Let the general solution of a second order homogeneous differential equation be

${{y_0}\left( x \right) }={ {C_1}{Y_1}\left( x \right) }+{ {C_2}{Y_2}\left( x \right).}$

Instead of the constants $${C_1}$$ and $${C_2}$$ we will consider arbitrary functions $${C_1}\left( x \right)$$ and $${C_2}\left( x \right).$$ We will find these functions such that the solution

${y = {C_1}\left( x \right){Y_1}\left( x \right) }+{ {C_2}\left( x \right){Y_2}\left( x \right)}$

satisfies the nonhomogeneous equation with the right side $$f\left( x \right).$$

The unknown functions $${C_1}\left( x \right)$$ and $${C_2}\left( x \right)$$ can be determined from the system of two equations:

$\left\{ \begin{array}{l} {C’_1}\left( x \right){Y_1}\left( x \right) + {C’_2} \left( x \right){Y_2}\left( x \right) = 0\\ {C’_1} \left( x \right){Y’_1} \left( x \right) + {C’_2} \left( x \right){Y’_2} \left( x \right) = f\left( x \right) \end{array} \right.$

### Method of Undetermined Coefficients

The right side $$f\left( x \right)$$ of a nonhomogeneous differential equation is often an exponential, polynomial or trigonometric function or a combination of these functions. In this case, it’s more convenient to look for a solution of such an equation using the method of undetermined coefficients.

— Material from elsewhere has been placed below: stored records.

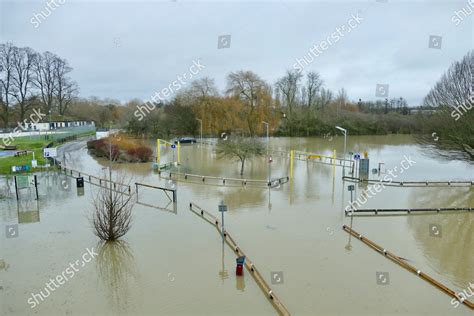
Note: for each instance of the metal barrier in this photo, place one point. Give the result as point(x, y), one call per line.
point(388, 211)
point(276, 302)
point(407, 266)
point(455, 183)
point(222, 180)
point(165, 190)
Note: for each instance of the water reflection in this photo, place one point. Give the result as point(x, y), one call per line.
point(116, 269)
point(28, 211)
point(223, 273)
point(451, 252)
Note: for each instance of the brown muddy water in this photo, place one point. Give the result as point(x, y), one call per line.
point(173, 263)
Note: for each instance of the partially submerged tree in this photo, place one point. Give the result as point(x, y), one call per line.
point(240, 148)
point(112, 217)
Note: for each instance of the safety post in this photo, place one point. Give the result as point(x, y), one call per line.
point(292, 157)
point(179, 153)
point(158, 151)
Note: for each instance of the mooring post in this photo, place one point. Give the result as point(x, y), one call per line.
point(292, 156)
point(36, 187)
point(16, 189)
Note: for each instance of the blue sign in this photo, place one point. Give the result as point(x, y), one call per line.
point(20, 168)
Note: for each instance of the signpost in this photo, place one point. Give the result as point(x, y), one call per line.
point(222, 209)
point(50, 152)
point(25, 182)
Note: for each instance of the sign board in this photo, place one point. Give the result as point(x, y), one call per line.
point(20, 168)
point(50, 152)
point(25, 181)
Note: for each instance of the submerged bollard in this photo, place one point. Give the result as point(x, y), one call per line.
point(239, 270)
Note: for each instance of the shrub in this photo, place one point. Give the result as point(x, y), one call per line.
point(143, 153)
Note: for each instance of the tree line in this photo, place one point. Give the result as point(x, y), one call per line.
point(296, 104)
point(31, 79)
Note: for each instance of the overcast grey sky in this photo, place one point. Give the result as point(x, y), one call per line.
point(130, 49)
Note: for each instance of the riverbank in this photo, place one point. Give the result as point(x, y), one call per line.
point(33, 148)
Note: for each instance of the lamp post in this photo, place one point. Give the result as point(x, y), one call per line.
point(268, 153)
point(344, 131)
point(200, 121)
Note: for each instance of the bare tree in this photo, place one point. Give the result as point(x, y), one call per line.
point(64, 88)
point(288, 86)
point(251, 89)
point(453, 89)
point(23, 61)
point(6, 80)
point(313, 85)
point(240, 148)
point(44, 78)
point(204, 88)
point(112, 217)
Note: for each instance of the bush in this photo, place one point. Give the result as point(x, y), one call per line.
point(143, 153)
point(121, 149)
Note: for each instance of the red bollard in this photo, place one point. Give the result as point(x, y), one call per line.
point(239, 270)
point(240, 265)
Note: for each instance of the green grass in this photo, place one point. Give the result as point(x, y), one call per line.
point(30, 144)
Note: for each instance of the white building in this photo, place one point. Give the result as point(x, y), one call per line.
point(46, 126)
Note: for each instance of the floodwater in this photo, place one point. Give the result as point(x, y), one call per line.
point(173, 263)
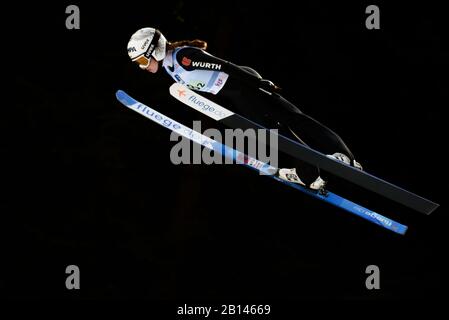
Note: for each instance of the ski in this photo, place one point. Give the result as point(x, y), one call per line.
point(299, 151)
point(255, 164)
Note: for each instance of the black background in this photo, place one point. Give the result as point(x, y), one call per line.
point(90, 183)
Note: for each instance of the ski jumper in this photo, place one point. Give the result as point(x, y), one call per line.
point(242, 90)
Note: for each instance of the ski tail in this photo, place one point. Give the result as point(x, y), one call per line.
point(257, 165)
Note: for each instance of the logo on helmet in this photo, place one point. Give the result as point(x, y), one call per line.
point(145, 44)
point(186, 61)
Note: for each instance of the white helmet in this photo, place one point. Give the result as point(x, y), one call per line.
point(145, 44)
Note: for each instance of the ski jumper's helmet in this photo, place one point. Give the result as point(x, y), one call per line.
point(145, 44)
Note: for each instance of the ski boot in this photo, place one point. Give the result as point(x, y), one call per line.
point(290, 175)
point(345, 159)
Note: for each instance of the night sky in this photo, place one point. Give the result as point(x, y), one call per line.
point(90, 183)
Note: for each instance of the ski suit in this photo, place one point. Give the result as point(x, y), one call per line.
point(244, 91)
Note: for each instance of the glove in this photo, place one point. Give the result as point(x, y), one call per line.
point(269, 86)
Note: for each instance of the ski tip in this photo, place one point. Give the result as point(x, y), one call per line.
point(402, 230)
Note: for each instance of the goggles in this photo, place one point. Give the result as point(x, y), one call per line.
point(143, 61)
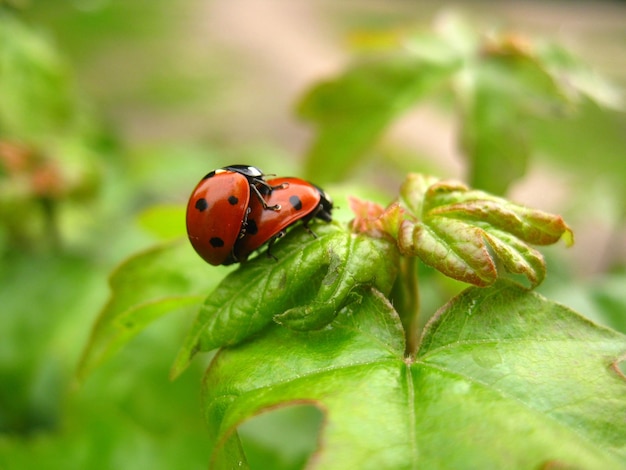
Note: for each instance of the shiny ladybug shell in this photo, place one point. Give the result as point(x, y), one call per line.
point(298, 199)
point(217, 210)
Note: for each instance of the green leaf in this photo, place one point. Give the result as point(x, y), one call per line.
point(465, 233)
point(312, 280)
point(37, 96)
point(144, 288)
point(350, 112)
point(503, 379)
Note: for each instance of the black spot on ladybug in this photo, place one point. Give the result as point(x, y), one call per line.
point(295, 202)
point(202, 204)
point(216, 242)
point(251, 228)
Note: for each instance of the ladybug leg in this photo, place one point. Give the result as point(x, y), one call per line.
point(305, 224)
point(258, 194)
point(244, 223)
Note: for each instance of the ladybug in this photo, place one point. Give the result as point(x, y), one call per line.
point(298, 199)
point(218, 208)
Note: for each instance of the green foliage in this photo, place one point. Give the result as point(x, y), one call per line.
point(464, 233)
point(501, 84)
point(495, 366)
point(331, 336)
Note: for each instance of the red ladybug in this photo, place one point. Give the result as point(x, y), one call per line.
point(298, 200)
point(218, 208)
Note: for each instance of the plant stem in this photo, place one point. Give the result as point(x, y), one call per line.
point(405, 297)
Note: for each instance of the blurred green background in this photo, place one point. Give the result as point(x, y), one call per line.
point(109, 108)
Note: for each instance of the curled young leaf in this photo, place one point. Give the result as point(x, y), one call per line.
point(466, 233)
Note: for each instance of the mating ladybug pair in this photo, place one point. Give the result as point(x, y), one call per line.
point(234, 211)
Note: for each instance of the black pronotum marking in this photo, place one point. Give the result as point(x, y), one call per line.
point(202, 204)
point(295, 202)
point(251, 227)
point(216, 242)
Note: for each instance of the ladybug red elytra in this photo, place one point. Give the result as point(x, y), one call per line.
point(298, 199)
point(218, 207)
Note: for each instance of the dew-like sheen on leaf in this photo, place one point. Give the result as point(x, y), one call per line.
point(311, 280)
point(504, 379)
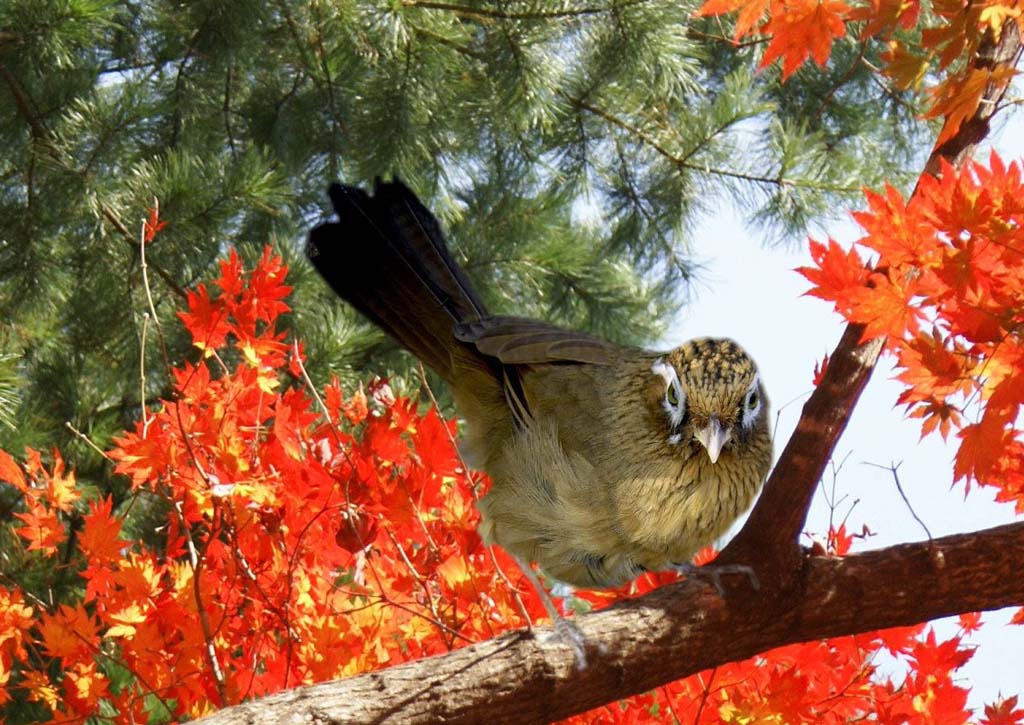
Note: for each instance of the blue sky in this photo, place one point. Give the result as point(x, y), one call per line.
point(750, 293)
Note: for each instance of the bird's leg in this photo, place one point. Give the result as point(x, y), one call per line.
point(714, 572)
point(565, 631)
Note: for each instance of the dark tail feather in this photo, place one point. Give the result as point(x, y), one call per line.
point(386, 256)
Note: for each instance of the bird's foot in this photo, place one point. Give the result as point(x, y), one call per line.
point(567, 633)
point(715, 572)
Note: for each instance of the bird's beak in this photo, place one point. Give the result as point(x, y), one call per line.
point(713, 437)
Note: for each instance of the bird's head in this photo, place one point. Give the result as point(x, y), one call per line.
point(711, 395)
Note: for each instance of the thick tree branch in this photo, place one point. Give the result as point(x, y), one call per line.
point(686, 628)
point(769, 539)
point(674, 632)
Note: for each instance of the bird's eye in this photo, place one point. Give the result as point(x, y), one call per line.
point(675, 397)
point(752, 403)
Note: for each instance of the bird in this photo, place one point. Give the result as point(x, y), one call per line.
point(605, 461)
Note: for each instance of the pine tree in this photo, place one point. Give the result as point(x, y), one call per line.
point(567, 145)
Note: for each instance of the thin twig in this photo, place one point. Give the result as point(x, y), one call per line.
point(894, 468)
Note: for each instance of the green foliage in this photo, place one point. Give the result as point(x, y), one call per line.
point(568, 147)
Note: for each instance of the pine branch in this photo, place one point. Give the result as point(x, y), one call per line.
point(487, 13)
point(683, 163)
point(42, 135)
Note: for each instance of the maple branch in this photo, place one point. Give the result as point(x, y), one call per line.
point(671, 633)
point(681, 629)
point(768, 541)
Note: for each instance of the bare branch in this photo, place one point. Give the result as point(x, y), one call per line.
point(672, 633)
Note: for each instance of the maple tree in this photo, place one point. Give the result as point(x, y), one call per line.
point(304, 535)
point(311, 535)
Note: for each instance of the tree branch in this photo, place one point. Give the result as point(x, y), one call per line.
point(666, 635)
point(769, 538)
point(686, 628)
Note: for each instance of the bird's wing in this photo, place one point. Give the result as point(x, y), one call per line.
point(523, 341)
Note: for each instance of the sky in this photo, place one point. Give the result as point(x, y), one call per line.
point(750, 292)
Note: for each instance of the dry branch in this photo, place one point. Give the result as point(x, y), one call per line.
point(686, 628)
point(668, 634)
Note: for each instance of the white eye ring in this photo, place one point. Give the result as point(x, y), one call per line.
point(752, 402)
point(675, 397)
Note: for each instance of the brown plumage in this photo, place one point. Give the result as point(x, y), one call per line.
point(606, 461)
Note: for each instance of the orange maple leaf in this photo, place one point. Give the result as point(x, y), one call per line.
point(750, 13)
point(42, 528)
point(11, 472)
point(99, 539)
point(803, 29)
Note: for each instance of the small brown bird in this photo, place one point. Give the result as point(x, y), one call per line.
point(605, 461)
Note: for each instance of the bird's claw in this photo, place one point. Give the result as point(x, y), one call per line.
point(568, 634)
point(715, 572)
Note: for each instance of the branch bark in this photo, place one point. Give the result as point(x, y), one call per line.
point(671, 633)
point(686, 628)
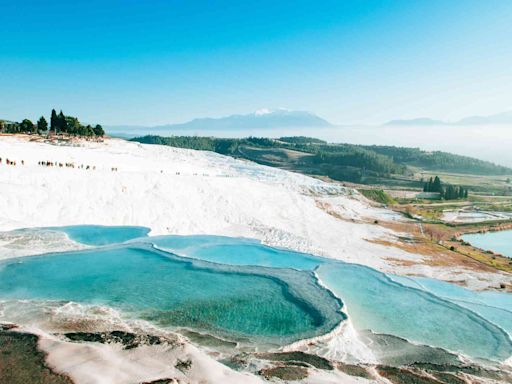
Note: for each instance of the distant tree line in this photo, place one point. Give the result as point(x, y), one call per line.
point(59, 124)
point(439, 161)
point(345, 162)
point(448, 192)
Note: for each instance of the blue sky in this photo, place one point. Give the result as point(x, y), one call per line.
point(156, 62)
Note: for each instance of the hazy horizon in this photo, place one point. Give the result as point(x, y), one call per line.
point(152, 63)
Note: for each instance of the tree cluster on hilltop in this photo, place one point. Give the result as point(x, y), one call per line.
point(439, 161)
point(448, 192)
point(59, 124)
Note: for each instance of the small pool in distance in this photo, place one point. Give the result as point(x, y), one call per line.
point(254, 303)
point(499, 242)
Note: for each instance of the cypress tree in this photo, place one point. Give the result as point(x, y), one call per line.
point(63, 125)
point(42, 124)
point(436, 186)
point(54, 121)
point(98, 130)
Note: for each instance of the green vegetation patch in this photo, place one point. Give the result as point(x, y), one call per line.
point(377, 195)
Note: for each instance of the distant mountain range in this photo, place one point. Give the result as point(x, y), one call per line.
point(263, 118)
point(504, 118)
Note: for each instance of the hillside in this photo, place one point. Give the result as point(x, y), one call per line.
point(379, 165)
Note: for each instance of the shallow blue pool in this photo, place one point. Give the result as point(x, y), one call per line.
point(239, 288)
point(499, 242)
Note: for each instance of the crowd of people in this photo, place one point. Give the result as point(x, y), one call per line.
point(57, 164)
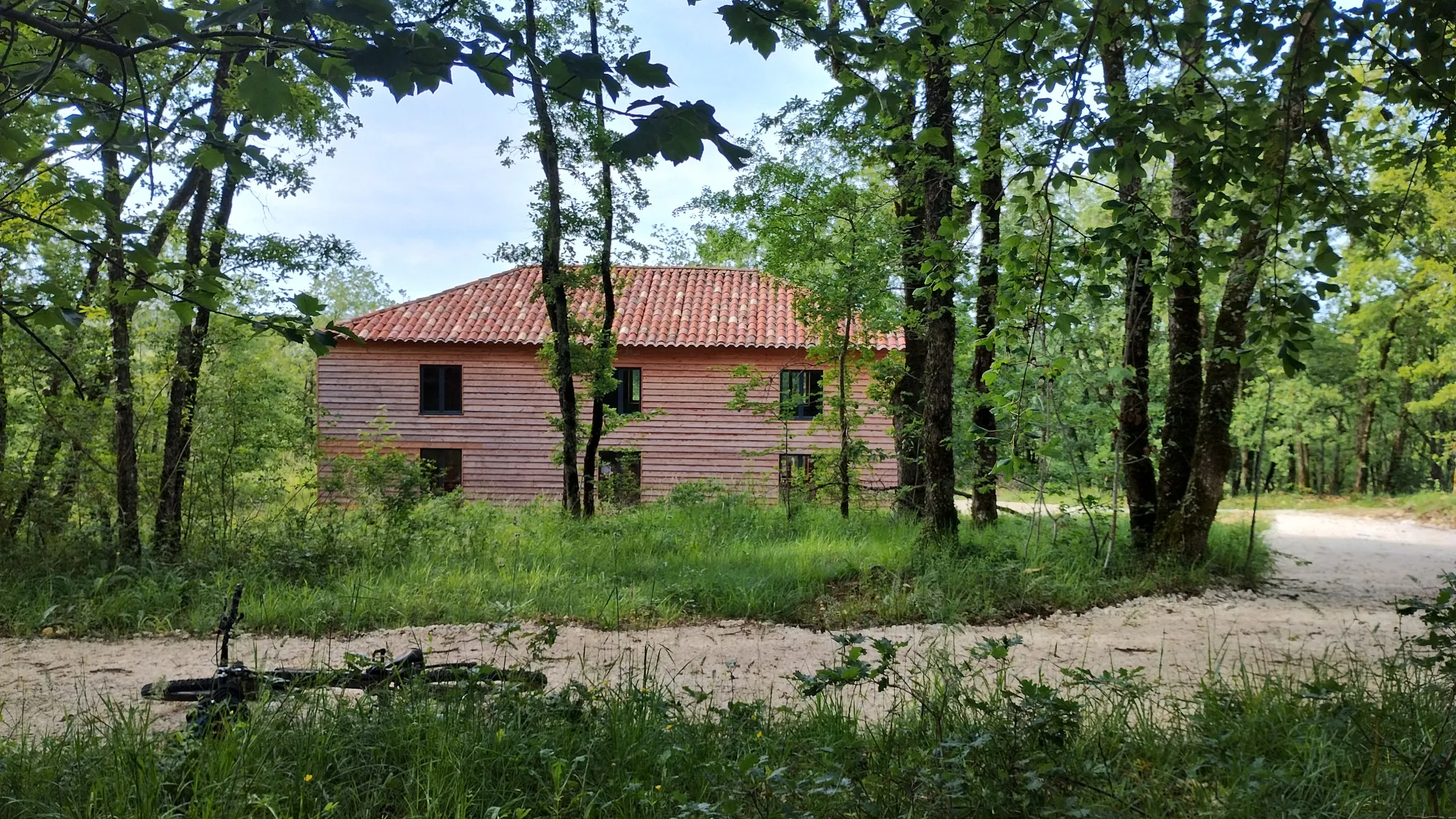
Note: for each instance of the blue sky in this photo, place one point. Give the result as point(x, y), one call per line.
point(424, 196)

The given method works only for a restricted class of functions in the right side, such as

1. $$f\left( x \right)$$ $$= {P_n}\left( x \right){e^{\alpha x}};$$
2. $$f\left( x \right)$$ $$= \left[ {{P_n}\left( x \right)\cos\left( {\beta x} \right) }\right.$$ $$\left.{+ {Q_m}\left( x \right)\sin\left( {\beta x} \right)} \right]{e^{\alpha x}},$$
3. where $${{P_n}\left( x \right)}$$ and $${{Q_m}\left( x \right)}$$ are polynomials of degree $$n$$ and $$m,$$ respectively.

In both cases, a choice for the particular solution should match the structure of the right side of the nonhomogeneous equation.

In case $$1,$$ if the power $$\alpha$$ of the exponential function coincides with a root of the auxiliary characteristic equation, the particular solution will contain the additional factor $${x^s},$$ where $$s$$ is the order of the root $$\alpha$$ in the characteristic equation.

In case $$2,$$ if the number $$\alpha + \beta i$$ coincides with a root of the characteristic equation, the expected expression for the particular solution should be multiplied by the additional factor $$x.$$

The unknown coefficients can be determined by substitution of the expected type of the particular solution into the original nonhomogeneous differential equation.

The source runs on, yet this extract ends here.